Having spoken their polite farewells, Yûsuf and his companions took no further notice of the group of veiled ones. Ghandûr had been deputed to look after them. He ushered them on shore, and sat beside the driver of the carriage which conveyed them to the railway station, praising Allah all the while and weeping tears of joy. In Barakah’s absence, he declared repeatedly, there had been no breeze in Egypt nor any spot of shade for man’s repose. He found them their reserved compartment in the train, and supplied their many needs, procuring sweets, chickpease, pistachio nuts, and hard-boiled eggs from venders on the platform, as well as two large porous jars of drinking-water. The girls asked Allah to take note how good he was, and called him brother.
The dazzle and intoxication of great light remained with them even when the door was shut and they were in warm shade. The sunlight here was not like that of Paris, a thing to stare at, but a blinding glory. It danced in flakes of all the colours of the rainbow, making the buildings and the people pale and ghostlike. The very heat which soon reigned in their moving box, the very dust which drifted through its shutters, were welcome, being heat and dust of Egypt; and at the stations, when familiar cries were heard, the speech of true believers built upon the name of Allah, the girls could not contain their sentiments, but bounced upon the seats and shrieked for joy.

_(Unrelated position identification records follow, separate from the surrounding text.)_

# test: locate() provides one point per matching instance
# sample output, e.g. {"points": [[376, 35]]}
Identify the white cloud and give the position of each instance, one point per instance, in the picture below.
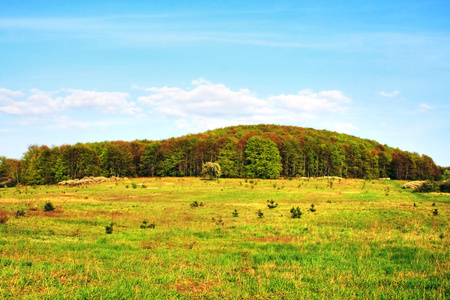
{"points": [[6, 96], [344, 127], [208, 105], [206, 99], [424, 107], [307, 101], [392, 94], [104, 102], [41, 103]]}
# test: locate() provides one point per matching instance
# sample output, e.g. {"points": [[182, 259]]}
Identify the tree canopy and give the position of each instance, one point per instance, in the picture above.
{"points": [[263, 151]]}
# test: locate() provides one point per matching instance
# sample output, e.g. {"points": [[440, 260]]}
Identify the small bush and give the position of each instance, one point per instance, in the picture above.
{"points": [[49, 206], [3, 217], [260, 214], [196, 204], [296, 213], [444, 187], [109, 228], [427, 187], [271, 204], [145, 225], [20, 213]]}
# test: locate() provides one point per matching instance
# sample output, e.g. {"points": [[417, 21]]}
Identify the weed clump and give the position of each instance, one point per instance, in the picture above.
{"points": [[145, 225], [260, 214], [20, 213], [196, 204], [296, 213], [49, 206], [109, 228], [271, 204], [3, 217]]}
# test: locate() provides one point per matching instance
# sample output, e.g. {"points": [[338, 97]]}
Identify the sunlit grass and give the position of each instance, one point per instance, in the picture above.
{"points": [[366, 239]]}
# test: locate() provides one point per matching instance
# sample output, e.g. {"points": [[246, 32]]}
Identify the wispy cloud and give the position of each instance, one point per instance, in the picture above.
{"points": [[392, 94], [423, 108], [210, 103]]}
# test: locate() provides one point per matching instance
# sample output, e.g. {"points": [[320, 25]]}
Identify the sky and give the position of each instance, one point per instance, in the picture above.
{"points": [[91, 71]]}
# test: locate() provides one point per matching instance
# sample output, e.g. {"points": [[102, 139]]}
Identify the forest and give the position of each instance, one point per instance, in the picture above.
{"points": [[245, 151]]}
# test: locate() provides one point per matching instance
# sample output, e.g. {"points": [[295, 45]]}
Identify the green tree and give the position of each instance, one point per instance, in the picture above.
{"points": [[262, 158], [211, 170], [229, 160]]}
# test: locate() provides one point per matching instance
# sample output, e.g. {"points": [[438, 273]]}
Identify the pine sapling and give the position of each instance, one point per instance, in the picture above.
{"points": [[271, 204]]}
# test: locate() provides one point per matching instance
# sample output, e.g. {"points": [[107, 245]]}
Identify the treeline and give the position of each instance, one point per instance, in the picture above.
{"points": [[259, 151]]}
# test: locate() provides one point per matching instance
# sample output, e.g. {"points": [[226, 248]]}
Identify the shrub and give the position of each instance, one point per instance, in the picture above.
{"points": [[296, 213], [271, 204], [427, 187], [49, 206], [196, 204], [145, 225], [444, 187], [211, 170], [3, 217], [260, 214], [109, 228], [20, 212]]}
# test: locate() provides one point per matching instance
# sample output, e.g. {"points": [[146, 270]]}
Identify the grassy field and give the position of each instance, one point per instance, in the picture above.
{"points": [[365, 240]]}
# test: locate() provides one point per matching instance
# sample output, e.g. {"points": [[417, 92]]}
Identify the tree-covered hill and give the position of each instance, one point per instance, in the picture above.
{"points": [[260, 151]]}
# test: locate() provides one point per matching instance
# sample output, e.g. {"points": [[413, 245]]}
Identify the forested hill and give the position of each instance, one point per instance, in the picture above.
{"points": [[263, 151]]}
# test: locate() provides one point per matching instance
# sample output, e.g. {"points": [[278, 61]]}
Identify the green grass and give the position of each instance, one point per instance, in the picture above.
{"points": [[364, 241]]}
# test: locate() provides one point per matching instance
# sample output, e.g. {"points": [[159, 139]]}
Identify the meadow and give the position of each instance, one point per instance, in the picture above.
{"points": [[189, 238]]}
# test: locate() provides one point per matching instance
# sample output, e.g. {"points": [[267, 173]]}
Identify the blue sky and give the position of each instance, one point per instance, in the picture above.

“Hear what I am going to do, by Allah’s leave,” cried Bedr. “Immediately on my arrival at the palace, before seeing any one, I shall go to the hammâm and make our old bellânah scrub and knead me till every vestige of the dust of Paris is abolished. Then she shall dye my hands and feet with henna and shall kohl my eyes and eyebrows,—if we had not been forbidden to take kohl to Paris, our men would not have left us as they did,—and then I shall stretch myself like a sleek cat and looking at my pretty hennaed toes, shall say, ‘I seek refuge in Allah from the abomination of the infidels.’ That done, and being dressed in my most splendid robes, I shall present myself before my ladies, and shall lie to them; declaring that I was most happy there in Paris, that Hâfiz Bey refused to leave me for a single instant. The ladies will not doubt me, seeing my great beauty, and Hâfiz Bey, you may be sure, will not deny my story. Thus shall I gain more favour in his eyes, and make his wife—the proud one!—wish that she had gone instead of me. What say you?”